Every morning at 2 a.m., they heard a kick on the door and a threat: Get up or get beaten. For the next 16 hours, No. 31 and his wife stood in the factory that owned them with their aching hands in ice water. They ripped the guts, heads, tails and shells off shrimp bound for overseas markets, including grocery stores and all-you-can-eat buffets across the United States.

After being sold to the Gig Peeling Factory, they were at the mercy of their Thai bosses, trapped with nearly 100 other Burmese migrants. Children worked alongside them, including a girl so tiny she had to stand on a stool to reach the peeling table. Some had been there for months, even years, getting little or no pay. Always, someone was watching.

No names were ever used, only numbers given by their boss — Tin Nyo Win was No. 31.

Pervasive human trafficking has helped turn Thailand into one of the world’s biggest shrimp providers. Despite repeated promises by businesses and government to clean up the country’s $7 billion seafood export industry, an Associated Press investigation has found shrimp peeled by modern-day slaves is reaching the U.S., Europe and Asia.

Last month, AP journalists followed and filmed trucks loaded with freshly peeled shrimp from the Gig shed to major Thai exporting companies and then, using U.S. customs records and Thai industry reports, tracked it globally. They also traced similar connections from another factory raided six months earlier, and interviewed more than two dozen workers from both sites.

U.S. customs records show the shrimp made its way into the supply chains of major U.S. food stores and retailers such as Wal-Mart, Kroger, Whole Foods, Dollar General and Petco, along with restaurants such as Red Lobster and Olive Garden.

It also entered the supply chains of some of America’s best-known seafood brands and pet foods, including Chicken of the Sea and Fancy Feast, which are sold in grocery stores from Safeway and Schnucks to Piggly Wiggly and Albertsons. AP reporters went to supermarkets in all 50 states and found shrimp products from supply chains tainted with forced labor.

European and Asian import and export records are confidential, but the Thai companies receiving shrimp tracked by the AP all say they ship to Europe and Asia as well.

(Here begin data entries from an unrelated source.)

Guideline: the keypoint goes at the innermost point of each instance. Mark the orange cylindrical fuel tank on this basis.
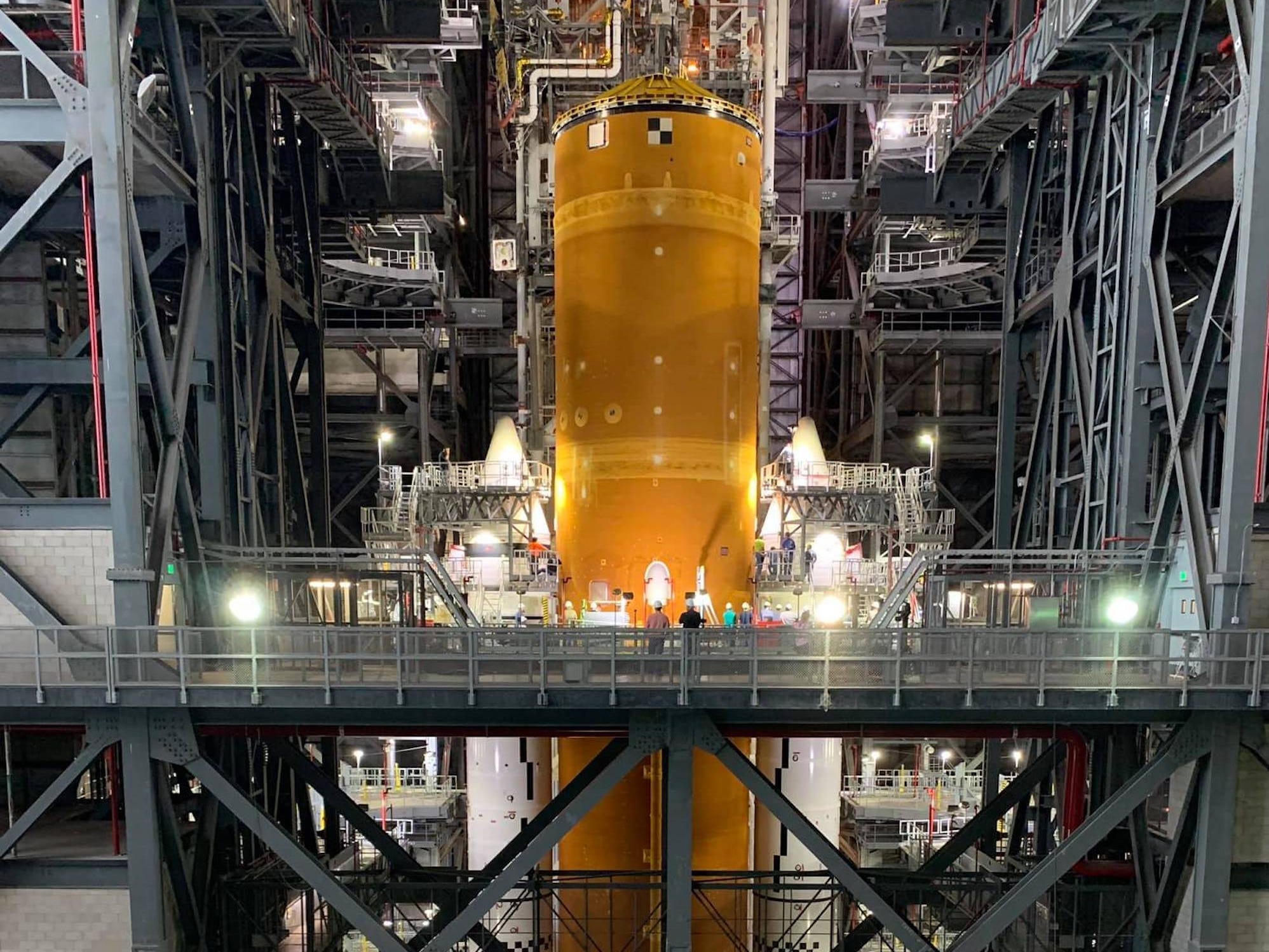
(611, 913)
(656, 233)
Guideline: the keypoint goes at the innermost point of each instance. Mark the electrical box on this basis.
(503, 255)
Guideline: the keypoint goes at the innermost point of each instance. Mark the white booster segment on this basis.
(508, 784)
(809, 772)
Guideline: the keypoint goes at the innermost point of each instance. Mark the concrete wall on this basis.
(1249, 909)
(65, 921)
(66, 568)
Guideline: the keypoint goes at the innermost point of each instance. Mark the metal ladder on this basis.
(904, 587)
(448, 592)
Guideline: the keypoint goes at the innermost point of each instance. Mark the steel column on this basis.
(642, 743)
(1188, 743)
(828, 853)
(146, 899)
(1244, 437)
(111, 202)
(1214, 843)
(677, 834)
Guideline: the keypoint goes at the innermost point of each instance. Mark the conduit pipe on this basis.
(574, 69)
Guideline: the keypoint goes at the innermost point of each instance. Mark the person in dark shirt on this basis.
(691, 618)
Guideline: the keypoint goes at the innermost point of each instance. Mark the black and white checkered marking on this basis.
(660, 131)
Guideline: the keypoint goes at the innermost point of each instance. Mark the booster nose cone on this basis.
(505, 455)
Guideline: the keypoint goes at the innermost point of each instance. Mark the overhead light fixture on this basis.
(247, 606)
(1122, 609)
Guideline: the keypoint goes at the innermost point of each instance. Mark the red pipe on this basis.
(1265, 421)
(103, 489)
(112, 781)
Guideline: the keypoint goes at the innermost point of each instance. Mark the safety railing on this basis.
(833, 476)
(417, 779)
(407, 258)
(1216, 130)
(911, 784)
(604, 663)
(500, 476)
(863, 573)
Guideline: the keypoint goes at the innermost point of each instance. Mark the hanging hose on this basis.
(103, 489)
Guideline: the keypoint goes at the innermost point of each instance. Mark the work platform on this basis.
(541, 676)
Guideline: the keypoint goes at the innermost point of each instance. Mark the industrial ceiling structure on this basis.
(381, 380)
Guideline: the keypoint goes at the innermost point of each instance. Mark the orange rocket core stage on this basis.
(656, 282)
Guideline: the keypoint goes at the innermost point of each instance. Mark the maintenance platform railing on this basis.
(318, 665)
(811, 476)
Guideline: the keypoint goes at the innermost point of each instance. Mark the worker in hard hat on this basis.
(658, 625)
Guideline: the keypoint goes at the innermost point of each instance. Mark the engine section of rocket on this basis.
(656, 257)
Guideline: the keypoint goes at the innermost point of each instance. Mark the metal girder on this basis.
(1243, 472)
(1171, 888)
(1190, 742)
(836, 196)
(22, 597)
(15, 226)
(337, 801)
(1214, 843)
(1015, 794)
(645, 739)
(11, 486)
(677, 834)
(98, 739)
(306, 866)
(560, 803)
(842, 86)
(806, 832)
(175, 861)
(28, 402)
(41, 513)
(32, 122)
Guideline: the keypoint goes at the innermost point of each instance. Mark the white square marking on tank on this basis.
(660, 131)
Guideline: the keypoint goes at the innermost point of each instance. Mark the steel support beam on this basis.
(95, 742)
(677, 836)
(1190, 742)
(146, 902)
(337, 801)
(22, 597)
(1244, 464)
(806, 832)
(111, 203)
(309, 867)
(645, 739)
(1163, 916)
(982, 823)
(1214, 845)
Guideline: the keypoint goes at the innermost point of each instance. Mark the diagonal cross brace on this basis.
(806, 832)
(1188, 743)
(94, 744)
(309, 867)
(1015, 792)
(541, 845)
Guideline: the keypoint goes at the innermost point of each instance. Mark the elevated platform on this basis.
(517, 677)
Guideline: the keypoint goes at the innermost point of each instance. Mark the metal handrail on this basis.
(895, 663)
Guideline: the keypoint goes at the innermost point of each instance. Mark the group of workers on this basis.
(778, 564)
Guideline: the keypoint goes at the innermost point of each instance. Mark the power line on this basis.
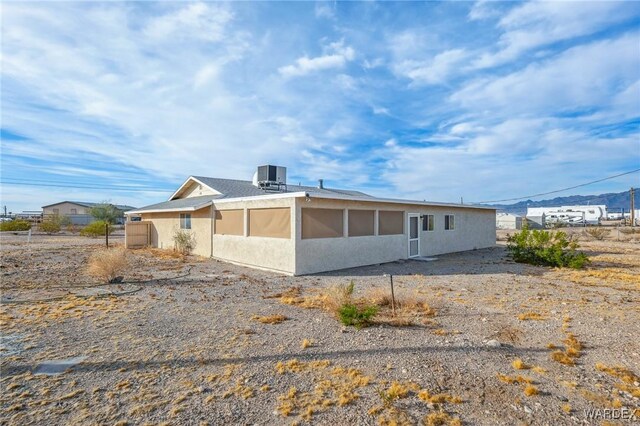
(559, 190)
(112, 188)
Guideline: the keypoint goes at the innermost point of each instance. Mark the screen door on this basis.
(414, 235)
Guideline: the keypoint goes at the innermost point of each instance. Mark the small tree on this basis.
(546, 248)
(107, 213)
(184, 240)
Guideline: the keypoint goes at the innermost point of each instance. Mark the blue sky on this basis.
(436, 101)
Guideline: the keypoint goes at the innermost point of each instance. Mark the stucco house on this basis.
(296, 230)
(78, 211)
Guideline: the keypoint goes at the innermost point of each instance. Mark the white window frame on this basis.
(425, 220)
(449, 222)
(185, 219)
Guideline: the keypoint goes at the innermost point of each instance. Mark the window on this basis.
(229, 222)
(390, 222)
(322, 223)
(449, 223)
(361, 222)
(428, 222)
(273, 223)
(185, 220)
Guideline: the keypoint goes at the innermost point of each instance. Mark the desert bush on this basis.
(95, 229)
(15, 225)
(338, 296)
(108, 264)
(358, 316)
(184, 240)
(51, 225)
(628, 230)
(597, 233)
(546, 248)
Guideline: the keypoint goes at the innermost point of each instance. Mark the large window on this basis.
(185, 220)
(274, 223)
(390, 222)
(361, 222)
(322, 223)
(229, 222)
(449, 223)
(428, 222)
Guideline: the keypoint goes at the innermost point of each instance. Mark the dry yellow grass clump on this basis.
(573, 348)
(108, 264)
(531, 316)
(518, 364)
(410, 309)
(530, 390)
(517, 379)
(439, 398)
(441, 418)
(334, 385)
(270, 319)
(626, 376)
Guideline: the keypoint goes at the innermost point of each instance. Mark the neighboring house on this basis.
(78, 212)
(302, 230)
(508, 221)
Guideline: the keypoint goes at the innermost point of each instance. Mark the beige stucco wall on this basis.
(64, 209)
(276, 254)
(165, 224)
(473, 229)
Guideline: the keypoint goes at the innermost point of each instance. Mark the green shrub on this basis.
(50, 226)
(15, 225)
(545, 248)
(184, 240)
(357, 316)
(95, 229)
(597, 233)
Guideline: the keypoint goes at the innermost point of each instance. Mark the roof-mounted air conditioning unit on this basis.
(271, 177)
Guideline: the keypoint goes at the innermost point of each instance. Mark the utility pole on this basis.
(633, 206)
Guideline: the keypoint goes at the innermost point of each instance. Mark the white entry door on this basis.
(414, 235)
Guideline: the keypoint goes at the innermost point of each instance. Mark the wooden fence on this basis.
(137, 234)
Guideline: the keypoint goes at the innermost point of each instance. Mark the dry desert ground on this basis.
(476, 339)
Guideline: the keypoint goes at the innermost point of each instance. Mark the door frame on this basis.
(409, 239)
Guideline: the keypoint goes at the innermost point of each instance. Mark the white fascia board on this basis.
(399, 201)
(177, 209)
(348, 198)
(189, 180)
(261, 197)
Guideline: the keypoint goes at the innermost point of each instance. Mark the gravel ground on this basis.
(178, 341)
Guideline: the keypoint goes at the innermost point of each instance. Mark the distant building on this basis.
(570, 215)
(508, 221)
(79, 212)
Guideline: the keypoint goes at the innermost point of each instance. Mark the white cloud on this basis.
(337, 58)
(325, 9)
(437, 70)
(204, 21)
(483, 9)
(539, 23)
(582, 77)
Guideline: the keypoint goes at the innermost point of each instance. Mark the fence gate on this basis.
(136, 234)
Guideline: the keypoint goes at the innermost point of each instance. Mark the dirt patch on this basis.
(473, 340)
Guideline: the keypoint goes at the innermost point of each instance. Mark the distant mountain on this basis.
(613, 201)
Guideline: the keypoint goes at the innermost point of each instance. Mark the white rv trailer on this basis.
(566, 218)
(592, 214)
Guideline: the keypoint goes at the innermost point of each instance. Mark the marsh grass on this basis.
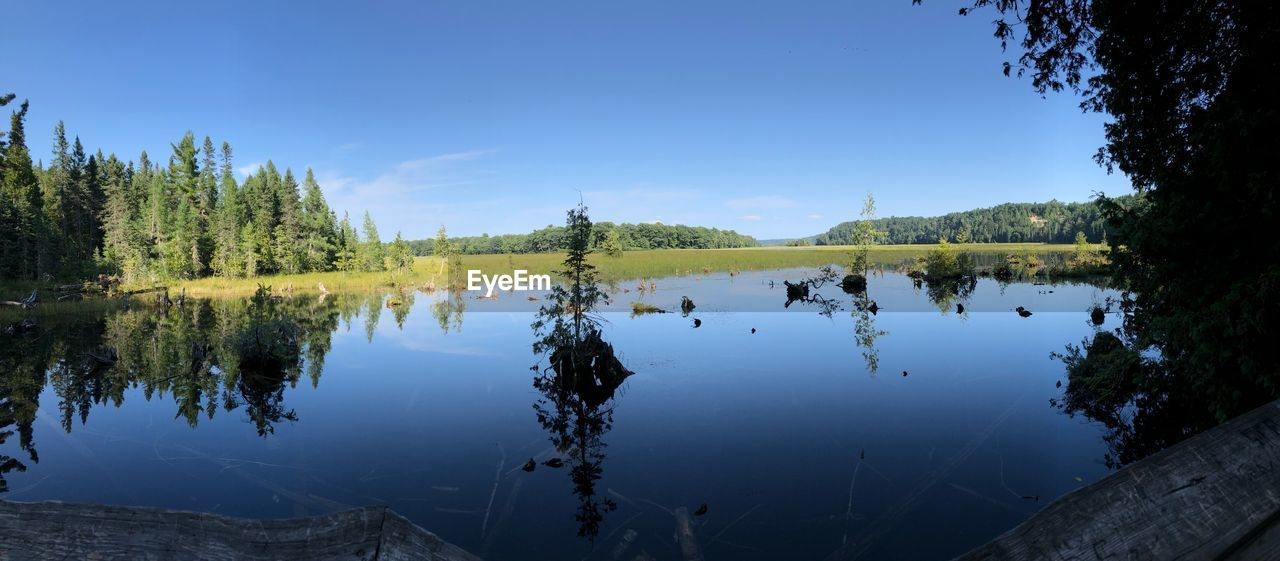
(428, 274)
(644, 308)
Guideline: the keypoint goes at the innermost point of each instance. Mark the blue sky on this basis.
(769, 118)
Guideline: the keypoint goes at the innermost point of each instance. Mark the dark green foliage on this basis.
(1193, 124)
(97, 214)
(630, 236)
(400, 256)
(1010, 223)
(567, 318)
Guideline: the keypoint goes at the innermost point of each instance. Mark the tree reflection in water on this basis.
(208, 356)
(576, 409)
(579, 387)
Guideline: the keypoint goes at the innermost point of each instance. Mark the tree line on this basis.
(184, 218)
(603, 235)
(1051, 222)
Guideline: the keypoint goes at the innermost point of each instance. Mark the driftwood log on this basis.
(56, 530)
(689, 548)
(1215, 496)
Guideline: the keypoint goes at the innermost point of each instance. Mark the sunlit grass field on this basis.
(428, 270)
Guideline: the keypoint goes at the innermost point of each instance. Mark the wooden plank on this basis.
(56, 530)
(689, 548)
(1215, 496)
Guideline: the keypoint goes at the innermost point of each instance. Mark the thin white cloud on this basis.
(396, 197)
(760, 203)
(246, 170)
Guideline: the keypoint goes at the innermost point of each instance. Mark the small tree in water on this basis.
(864, 237)
(576, 296)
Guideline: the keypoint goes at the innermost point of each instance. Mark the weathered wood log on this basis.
(56, 530)
(30, 301)
(141, 291)
(1210, 497)
(689, 548)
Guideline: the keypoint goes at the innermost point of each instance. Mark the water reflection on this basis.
(208, 356)
(576, 410)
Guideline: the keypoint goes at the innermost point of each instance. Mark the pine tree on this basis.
(344, 256)
(55, 191)
(228, 260)
(19, 196)
(287, 241)
(319, 226)
(371, 251)
(115, 217)
(400, 255)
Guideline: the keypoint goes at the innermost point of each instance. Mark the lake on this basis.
(804, 428)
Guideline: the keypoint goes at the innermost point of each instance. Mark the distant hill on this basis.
(784, 241)
(1051, 222)
(632, 236)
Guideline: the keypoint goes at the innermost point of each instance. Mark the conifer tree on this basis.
(400, 255)
(373, 254)
(21, 201)
(287, 238)
(319, 226)
(344, 259)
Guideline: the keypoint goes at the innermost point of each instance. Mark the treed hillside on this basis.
(184, 218)
(1013, 222)
(631, 237)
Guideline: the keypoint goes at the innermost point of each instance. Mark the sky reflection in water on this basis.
(768, 429)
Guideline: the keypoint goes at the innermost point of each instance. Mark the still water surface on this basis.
(795, 447)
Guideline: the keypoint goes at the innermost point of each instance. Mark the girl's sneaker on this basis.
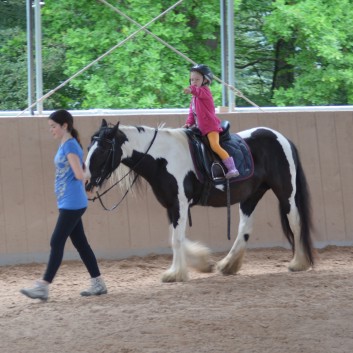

The only way to stop this is to hold supermarkets legally accountable for their supply chains. This is the correct moral argument and the correct legal argument. Corporations can’t lie and say they don’t know or don’t have control–they know very well where this shrimp comes from. The journalists tracked the whole thing! The stores have to be punished for buying slave-made goods. It’s not that we can expect Kroger to operate its own shrimp boats, but they have to be made to become active participants in the global war against slavery instead of the more than willing beneficiaries of slave labor. This is why we need new laws and regulations over imports that place the U.S. directly on the side of dignified lives for global workers. It is stories like this that made me write Out of Sight. If we aren’t outraged by our food produced by actual slaves and we become complicit with this system even after we know about it, then what kind of people are we? This is why I think it’s so important to think through the legal remedies to these problems instead of just relying on leftist shibboleths about solidarity or vaguely complaining American unions should do more. We have avenues to help make that change and we can try to activate those levers through the introduction of new laws, the enforcement of current laws, and the creation of new regulations. Unfortunately, we have great enemies in this, which are the Republican Party and American corporations. But they can be defeated and forced to acquiesce. Banning all seafood imports from Thailand until their companies agreed to international independent monitoring would be a good first step.